第3話 魔球『トリックシーム』


「オリバーを抑えることができたね」

「でも、これはいつか対策されてしまいますね」

「だけど選択肢が増えた」


 ウィズはファイリングされた分厚い資料を俺に渡した。

 俺に渡したのは古い資料だった。


「今度はこれ。トリックシーム」

「なんですか? これ」


「途中までストレートのようで手元で変化させるというピッチトンネルと真逆の発想」

「真逆?」


「途中まで変化して最後に真っ直ぐになる。どの位置まで曲げるかを操れるようになれば徹底的に緩急を付けられる。投げている人はいないよ」


「だけどかなり前の資料ですよね? 誰か投げたんじゃないですか」


 投げていない、とウィズが首を振った。


「トリックシームが考案された後、投げる人が現れるまでにメジャーの傾向が芯を外す投球に変わってしまった。実現される前に時代遅れになってしまったの」


 資料の中にしか存在しない。

 なんだか可哀想な気がした。


「日本のシンカーと途中まで似た軌道なんだよ。やってみない?」


 俺はすぐに頷いた。


 その晩、吐きながら俺はオリバーの苦笑いを思い出していた。

 あれが本当の笑いになればいい。



 高校生の頃、休んで迷惑をかけることを試合で勝つことで返していると思っていた。


 ルートリーグの最強の代打であり元メジャーリーガーのオリバーを抑えられたなら俺は許されるのではないだろうか。



 ポストシーズンのラスト、優勝を争う試合。


 俺は抑えとして毎試合出場するようになっていた。ちょうど七回に吐くこともルーティンになった。


 吐いても熱を出しても打者を抑えるようになった俺は、相手チームにとって風邪より怖い存在になったと誰かが言った。


 オリバーは完全に目を覚ましている時期で、試合前にいまだに応援してくれるファンにサインを書いていた。


 オリバーと同じ病気の人々に寄付をするとも発表していた。


 若い全盛期の頃のような澄んだ瞳がマウンドの俺を見ている。


 オリバーは勝負だけを見ている。

 俺は勝負だけを見ていただろうか?


 風が吹く。スタジアムの歓声が耳に流れ込んでくる。遠い異国の地に来た。


 病弱なのにいいのかな、なんて言っていられない場所に来たのだ、俺は!


 一球目のシンカーは三塁側へファール。

 危なかったが抑えた。


 二球目は高速シンカー。

 芯を外し自打球に。


 当たったのが太ももの裏なのでオリバーは平気そうだ。


 そして三球目。


 指で縫い目をなぞり、仕掛ける。


 トリックシームを。


 バッターボックスに入る前にふわりと浮いて、これから落ちる――オリバーは狙いをつけて下から振り上げようとする――ように見せかけた。

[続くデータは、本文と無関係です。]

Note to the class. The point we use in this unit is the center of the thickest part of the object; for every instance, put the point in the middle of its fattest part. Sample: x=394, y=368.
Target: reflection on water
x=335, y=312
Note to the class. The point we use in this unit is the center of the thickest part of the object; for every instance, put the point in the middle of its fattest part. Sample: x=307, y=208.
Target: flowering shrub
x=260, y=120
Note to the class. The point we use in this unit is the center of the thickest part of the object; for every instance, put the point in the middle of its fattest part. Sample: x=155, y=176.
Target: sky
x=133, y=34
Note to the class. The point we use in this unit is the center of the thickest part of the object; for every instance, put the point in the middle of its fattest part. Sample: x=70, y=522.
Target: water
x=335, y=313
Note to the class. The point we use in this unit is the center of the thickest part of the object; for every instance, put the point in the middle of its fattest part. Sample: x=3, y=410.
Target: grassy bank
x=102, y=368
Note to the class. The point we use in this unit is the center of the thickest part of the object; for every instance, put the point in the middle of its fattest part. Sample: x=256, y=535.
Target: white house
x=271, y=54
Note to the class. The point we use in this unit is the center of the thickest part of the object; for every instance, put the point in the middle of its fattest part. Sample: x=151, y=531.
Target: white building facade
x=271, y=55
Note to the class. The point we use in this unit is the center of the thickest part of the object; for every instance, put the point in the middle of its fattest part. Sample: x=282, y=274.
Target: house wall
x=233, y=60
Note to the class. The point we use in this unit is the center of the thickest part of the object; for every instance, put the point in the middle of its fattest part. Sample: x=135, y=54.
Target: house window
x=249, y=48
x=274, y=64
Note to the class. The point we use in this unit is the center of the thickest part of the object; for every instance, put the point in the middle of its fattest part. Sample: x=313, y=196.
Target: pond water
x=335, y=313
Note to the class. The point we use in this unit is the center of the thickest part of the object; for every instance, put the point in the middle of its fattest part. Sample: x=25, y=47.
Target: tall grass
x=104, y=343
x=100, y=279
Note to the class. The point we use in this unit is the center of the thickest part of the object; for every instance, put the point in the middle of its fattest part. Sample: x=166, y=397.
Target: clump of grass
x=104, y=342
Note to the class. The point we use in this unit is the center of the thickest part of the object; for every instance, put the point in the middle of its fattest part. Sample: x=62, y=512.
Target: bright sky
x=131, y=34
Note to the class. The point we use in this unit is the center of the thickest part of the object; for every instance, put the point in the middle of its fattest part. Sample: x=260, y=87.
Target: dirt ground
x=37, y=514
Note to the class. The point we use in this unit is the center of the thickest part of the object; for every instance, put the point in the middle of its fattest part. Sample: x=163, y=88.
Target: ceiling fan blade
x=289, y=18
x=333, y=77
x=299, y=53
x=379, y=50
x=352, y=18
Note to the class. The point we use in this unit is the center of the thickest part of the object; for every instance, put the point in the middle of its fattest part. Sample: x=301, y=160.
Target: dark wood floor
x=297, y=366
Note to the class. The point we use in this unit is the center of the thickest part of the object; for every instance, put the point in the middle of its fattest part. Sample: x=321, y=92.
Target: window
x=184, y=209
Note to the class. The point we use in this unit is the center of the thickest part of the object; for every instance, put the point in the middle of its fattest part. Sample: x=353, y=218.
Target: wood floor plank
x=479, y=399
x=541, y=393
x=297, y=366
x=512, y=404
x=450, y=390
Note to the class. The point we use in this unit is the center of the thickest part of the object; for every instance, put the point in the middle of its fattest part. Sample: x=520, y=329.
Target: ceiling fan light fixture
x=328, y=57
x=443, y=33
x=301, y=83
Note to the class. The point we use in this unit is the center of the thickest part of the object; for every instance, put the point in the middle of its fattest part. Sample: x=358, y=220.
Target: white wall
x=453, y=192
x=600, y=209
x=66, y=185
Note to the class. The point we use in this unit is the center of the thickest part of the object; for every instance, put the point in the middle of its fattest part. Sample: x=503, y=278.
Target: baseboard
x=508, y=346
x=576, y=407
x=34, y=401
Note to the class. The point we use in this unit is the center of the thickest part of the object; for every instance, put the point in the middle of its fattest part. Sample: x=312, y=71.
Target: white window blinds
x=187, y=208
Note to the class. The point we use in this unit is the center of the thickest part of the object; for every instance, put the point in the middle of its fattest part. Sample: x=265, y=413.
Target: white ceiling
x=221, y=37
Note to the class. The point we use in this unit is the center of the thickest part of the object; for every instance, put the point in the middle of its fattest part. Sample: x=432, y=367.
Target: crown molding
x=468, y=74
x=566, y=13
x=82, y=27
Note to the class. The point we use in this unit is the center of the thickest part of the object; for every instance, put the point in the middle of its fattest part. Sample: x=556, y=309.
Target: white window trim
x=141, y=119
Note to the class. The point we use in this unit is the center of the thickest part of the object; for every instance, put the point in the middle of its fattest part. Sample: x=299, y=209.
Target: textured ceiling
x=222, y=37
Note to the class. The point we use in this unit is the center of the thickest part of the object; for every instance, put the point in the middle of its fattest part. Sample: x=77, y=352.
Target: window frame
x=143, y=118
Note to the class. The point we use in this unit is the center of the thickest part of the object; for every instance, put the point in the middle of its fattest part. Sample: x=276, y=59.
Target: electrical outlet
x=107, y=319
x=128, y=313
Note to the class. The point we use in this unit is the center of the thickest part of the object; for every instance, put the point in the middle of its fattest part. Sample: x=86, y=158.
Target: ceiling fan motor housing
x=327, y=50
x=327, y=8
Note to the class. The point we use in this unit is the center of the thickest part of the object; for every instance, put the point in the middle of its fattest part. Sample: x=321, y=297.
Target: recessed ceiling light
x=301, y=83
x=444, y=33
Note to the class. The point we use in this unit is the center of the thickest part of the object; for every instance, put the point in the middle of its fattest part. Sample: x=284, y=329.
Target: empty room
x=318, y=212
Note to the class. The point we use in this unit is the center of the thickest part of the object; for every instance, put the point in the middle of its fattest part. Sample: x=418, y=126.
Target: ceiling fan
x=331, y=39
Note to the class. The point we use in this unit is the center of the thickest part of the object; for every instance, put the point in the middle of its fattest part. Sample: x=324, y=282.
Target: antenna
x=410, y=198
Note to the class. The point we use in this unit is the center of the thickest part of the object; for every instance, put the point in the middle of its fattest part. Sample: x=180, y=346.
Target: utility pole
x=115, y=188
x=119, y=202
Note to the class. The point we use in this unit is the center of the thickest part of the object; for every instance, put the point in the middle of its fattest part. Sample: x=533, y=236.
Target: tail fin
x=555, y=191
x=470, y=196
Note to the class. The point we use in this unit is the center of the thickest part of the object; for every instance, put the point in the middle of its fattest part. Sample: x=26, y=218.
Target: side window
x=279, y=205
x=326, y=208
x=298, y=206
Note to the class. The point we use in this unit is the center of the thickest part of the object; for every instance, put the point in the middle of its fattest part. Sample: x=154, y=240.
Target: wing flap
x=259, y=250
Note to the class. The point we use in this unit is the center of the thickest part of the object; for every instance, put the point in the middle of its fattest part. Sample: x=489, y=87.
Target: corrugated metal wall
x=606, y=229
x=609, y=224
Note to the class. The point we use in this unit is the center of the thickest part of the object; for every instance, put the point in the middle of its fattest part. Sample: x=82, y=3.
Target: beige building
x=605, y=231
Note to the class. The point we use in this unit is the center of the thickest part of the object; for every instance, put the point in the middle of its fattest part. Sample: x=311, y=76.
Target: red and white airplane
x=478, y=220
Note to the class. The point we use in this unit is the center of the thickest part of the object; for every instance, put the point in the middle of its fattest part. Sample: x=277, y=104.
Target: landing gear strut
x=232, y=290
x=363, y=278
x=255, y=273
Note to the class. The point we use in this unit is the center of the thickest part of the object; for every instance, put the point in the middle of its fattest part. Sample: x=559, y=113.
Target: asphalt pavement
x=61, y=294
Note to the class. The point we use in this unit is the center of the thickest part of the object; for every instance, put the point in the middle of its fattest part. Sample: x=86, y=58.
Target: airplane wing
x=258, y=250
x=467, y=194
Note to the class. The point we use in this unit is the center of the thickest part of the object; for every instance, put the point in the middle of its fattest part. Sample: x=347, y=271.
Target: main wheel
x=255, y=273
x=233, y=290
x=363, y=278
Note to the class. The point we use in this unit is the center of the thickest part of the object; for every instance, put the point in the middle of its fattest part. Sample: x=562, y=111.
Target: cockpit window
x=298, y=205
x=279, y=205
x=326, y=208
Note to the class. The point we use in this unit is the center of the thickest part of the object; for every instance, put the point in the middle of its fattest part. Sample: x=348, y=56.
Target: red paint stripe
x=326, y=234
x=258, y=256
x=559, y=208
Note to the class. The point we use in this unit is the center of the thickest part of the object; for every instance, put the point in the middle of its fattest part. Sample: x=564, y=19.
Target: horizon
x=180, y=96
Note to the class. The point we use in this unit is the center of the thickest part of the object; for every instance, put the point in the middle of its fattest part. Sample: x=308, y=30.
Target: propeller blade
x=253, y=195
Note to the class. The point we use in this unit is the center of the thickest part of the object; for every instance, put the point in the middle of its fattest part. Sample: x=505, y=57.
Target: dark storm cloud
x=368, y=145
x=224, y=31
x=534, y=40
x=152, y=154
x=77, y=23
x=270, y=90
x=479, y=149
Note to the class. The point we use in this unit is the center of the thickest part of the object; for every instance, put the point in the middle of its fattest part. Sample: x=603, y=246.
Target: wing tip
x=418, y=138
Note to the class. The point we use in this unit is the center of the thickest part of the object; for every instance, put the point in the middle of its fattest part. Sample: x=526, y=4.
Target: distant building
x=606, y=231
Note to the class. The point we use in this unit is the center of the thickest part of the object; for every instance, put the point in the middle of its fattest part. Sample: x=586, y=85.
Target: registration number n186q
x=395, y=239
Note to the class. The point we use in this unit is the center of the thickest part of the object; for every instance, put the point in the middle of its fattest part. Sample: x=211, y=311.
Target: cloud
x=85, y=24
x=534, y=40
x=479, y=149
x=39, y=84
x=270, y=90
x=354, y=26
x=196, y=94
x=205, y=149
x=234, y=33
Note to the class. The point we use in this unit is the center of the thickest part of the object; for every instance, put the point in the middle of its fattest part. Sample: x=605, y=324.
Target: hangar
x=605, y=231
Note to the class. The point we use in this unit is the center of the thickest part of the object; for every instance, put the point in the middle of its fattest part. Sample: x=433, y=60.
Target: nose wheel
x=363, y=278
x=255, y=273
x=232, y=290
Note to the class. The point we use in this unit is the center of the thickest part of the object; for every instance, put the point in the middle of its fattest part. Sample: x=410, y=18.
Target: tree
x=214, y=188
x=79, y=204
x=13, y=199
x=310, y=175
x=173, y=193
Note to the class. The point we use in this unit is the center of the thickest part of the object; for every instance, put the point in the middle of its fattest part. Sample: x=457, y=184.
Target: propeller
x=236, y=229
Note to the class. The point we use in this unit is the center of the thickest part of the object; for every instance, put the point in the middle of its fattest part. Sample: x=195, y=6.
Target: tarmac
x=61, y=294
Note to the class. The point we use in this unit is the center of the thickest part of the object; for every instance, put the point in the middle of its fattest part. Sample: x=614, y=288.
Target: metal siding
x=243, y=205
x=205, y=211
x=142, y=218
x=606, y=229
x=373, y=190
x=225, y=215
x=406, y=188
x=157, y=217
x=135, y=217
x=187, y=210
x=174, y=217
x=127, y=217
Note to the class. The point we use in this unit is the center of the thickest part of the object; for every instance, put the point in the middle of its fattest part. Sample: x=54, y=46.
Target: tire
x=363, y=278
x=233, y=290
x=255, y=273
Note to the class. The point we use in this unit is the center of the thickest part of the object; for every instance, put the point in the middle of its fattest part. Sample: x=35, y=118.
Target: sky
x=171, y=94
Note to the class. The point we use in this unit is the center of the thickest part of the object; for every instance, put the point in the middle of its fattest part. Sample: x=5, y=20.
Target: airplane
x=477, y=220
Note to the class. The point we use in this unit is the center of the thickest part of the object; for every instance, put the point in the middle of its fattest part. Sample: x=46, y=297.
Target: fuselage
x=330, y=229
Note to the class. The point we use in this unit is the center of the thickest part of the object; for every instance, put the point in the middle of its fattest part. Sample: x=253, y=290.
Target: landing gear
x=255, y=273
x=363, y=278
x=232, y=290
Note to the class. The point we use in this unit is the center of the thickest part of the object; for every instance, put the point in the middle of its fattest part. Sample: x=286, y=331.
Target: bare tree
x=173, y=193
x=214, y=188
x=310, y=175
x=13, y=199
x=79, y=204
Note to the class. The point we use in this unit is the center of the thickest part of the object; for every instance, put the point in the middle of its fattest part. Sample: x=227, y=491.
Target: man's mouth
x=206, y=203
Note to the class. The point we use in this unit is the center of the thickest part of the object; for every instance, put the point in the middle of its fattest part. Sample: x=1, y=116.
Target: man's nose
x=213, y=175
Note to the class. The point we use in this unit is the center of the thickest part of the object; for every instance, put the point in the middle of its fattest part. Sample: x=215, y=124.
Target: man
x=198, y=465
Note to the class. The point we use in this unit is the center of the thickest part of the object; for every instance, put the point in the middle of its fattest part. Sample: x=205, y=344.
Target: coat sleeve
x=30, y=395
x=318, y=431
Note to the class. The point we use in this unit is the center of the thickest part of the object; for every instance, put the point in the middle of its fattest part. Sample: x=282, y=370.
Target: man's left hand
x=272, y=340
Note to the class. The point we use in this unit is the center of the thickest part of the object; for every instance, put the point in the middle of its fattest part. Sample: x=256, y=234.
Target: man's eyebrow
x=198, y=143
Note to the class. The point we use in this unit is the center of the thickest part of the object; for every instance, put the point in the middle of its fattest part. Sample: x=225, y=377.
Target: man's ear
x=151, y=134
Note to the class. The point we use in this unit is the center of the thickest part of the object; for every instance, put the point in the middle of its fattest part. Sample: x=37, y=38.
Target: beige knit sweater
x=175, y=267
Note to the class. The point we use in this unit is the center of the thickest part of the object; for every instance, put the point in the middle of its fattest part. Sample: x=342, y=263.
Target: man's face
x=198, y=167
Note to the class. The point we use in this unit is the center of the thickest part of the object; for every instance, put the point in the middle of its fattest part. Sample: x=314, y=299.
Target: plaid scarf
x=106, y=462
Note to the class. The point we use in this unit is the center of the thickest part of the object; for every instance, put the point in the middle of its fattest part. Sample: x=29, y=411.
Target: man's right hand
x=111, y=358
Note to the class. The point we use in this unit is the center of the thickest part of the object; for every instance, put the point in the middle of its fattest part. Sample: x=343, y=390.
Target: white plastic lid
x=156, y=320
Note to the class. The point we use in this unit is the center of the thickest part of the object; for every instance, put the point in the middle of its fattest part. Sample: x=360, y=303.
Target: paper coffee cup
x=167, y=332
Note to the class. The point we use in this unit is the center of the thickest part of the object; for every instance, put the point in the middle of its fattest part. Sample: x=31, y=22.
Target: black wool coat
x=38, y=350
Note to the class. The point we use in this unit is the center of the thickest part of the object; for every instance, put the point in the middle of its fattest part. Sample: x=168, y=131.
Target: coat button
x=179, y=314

 ふわりと浮いたまま、ほぼ落ちずそのままの速度でミットに入る。



 オリバーの現役時代を思わせる鋭いスイングは空を切ったのだ。


 喜んでマウンドを飛び上がる俺に皆が集まる。


 優勝だ!


 スタジアムのトイレで吐いた。心なしか勝利の味がする……わけないか。


「うまくいったね!」


 ウィズがにこにこして嬉しそうだ。


「ウィズはトリックシームが好きなんですね」


「私の父が開発したんだよ。父が公式戦で使う前に亡くなったから、投げた人がいなかったってわけ」


「お父さんは病気だったんですか?」


「幼い頃から元気だったらしいよ。突然だった」


 機械に繋がれた幼い頃は大人になる前に死ぬと思っていたけれど、大人になった俺は今も病弱ながら生き続けている。


 ずっと元気だった人が突然いなくなることもある。不思議なものだ。


「君、上に行くのか?」


 いきなり現れて話しかけてきたのはオリバーだった。


 元メジャーリーガーに話しかけられて慌てる俺と違い、ウィズはにこやかに頭を下げていた。


「トーゴくん?」

「はい!」


 オリバーに名前を知られていた……試合をしているから当たり前か。


「僕のことを可哀想だと思っていた?」

「え……」


 オリバーの緑色の目が俺を見ている。

 思っていた。罪悪感が溢れてくる。


「すみません」

「思っててもいいよ」

「え?」


 オリバーは帽子のつばを掴んで位置を直した。


「同情されたって気にしてないよ。実際、僕自身も不運だと思っているから」


 オリバーは最初から病気だったわけじゃない。だからこそ病気になって苦しむのだろう。

 不運か。


「生きてるだけで幸運だって思わなきゃいけないと、ずっと思ってきました」


 考えもせず俺は話した。

 オリバーは続きを促してくれた。


「幼い頃は大人になる前に死ぬと言われていて、親に苦労をかけました。だけど奇跡的に病弱とはいえ野球ができるくらい元気になって。幸運なんです、でもたまに」


 泣きそうだった。


「自分は幸運だと思わなきゃいけないというのが、しんどくて」


 涙をこらえた。


「野球をしていいのかなって」


 毎日吐いているのに涙を落とした経験はごく僅か。頬を伝う慣れない感触を指で拭う。


 オリバーは何かを考えている様子で、俺を見ている。


 俺もオリバーも体に不具合を抱えているけど、オリバーは健康だった頃はメジャー屈指の打者だった。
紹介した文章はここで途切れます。